The comment about Barneys brought back memories. I scored some lovely pieces when they closed! I still really love The Real Real–good customer service and fun to browse.
The Real Real has some good black leather trench coats right now. There’s a RL collection one that would fit you I think. I agree with you about why designers dress the way they do….100%. Love all the comments here and also concur.
Love this sentiment of dressing well everyday by tweaking an arsenal of pieces that comprise your uniform.
1. Re: Dressing for an ‘occasion’ versus every day. I’d argue that the definition of ‘occasion’ has expanded beyond vacation/ anniversary, holiday/ award show to include, for some, performing each day by assuming the mantle of influencer, which makes each public / Zoom hour a tedious occasion. This distinction between occasion —dressing to acknowledge the significance of an event— and every day —authentically dressing to feel and communicate self— is blurred. I think this is why the dissonance around the leather trench is happening. It’s so freakin cool— and to a degree impractical— that it transcends the aspirations of every day. It veers into occasion.

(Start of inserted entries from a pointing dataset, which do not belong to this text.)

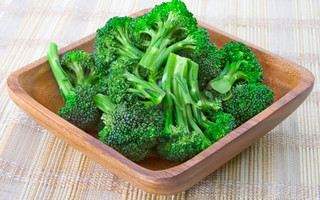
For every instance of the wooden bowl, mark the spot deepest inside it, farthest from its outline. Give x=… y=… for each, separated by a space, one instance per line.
x=34 y=89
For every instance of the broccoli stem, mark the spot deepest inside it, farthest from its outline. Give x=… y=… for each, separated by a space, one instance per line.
x=166 y=86
x=78 y=70
x=145 y=89
x=104 y=103
x=194 y=88
x=158 y=51
x=126 y=48
x=227 y=77
x=60 y=75
x=155 y=56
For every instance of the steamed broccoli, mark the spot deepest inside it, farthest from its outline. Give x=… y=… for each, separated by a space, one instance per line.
x=248 y=100
x=124 y=83
x=114 y=41
x=80 y=67
x=131 y=128
x=240 y=64
x=170 y=28
x=182 y=137
x=79 y=108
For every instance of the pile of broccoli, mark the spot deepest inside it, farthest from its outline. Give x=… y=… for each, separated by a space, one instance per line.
x=157 y=83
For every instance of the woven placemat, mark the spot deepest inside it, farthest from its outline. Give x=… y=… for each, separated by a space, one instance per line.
x=34 y=164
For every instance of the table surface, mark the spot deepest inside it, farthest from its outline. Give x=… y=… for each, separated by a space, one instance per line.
x=34 y=164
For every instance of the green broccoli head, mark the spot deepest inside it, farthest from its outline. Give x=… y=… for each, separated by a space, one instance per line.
x=80 y=67
x=165 y=25
x=168 y=22
x=114 y=41
x=239 y=64
x=198 y=48
x=247 y=101
x=131 y=128
x=80 y=109
x=123 y=84
x=223 y=123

2. I think here of the sentiment that fashion should be fun vs. the competing, concurrent idea of tsk tsking clothes that, if not worn with a really deft interpretation, can read as crazy kooky instead of fun —or worse déclassé!— and to avoid that, maintaining a strict bandwidth of neutral colors and classic lines. Someone who interprets this whole scene exceedingly well is Amy Smilovic of Tibi.
Angela Bassett is amazingly stylish and ageless!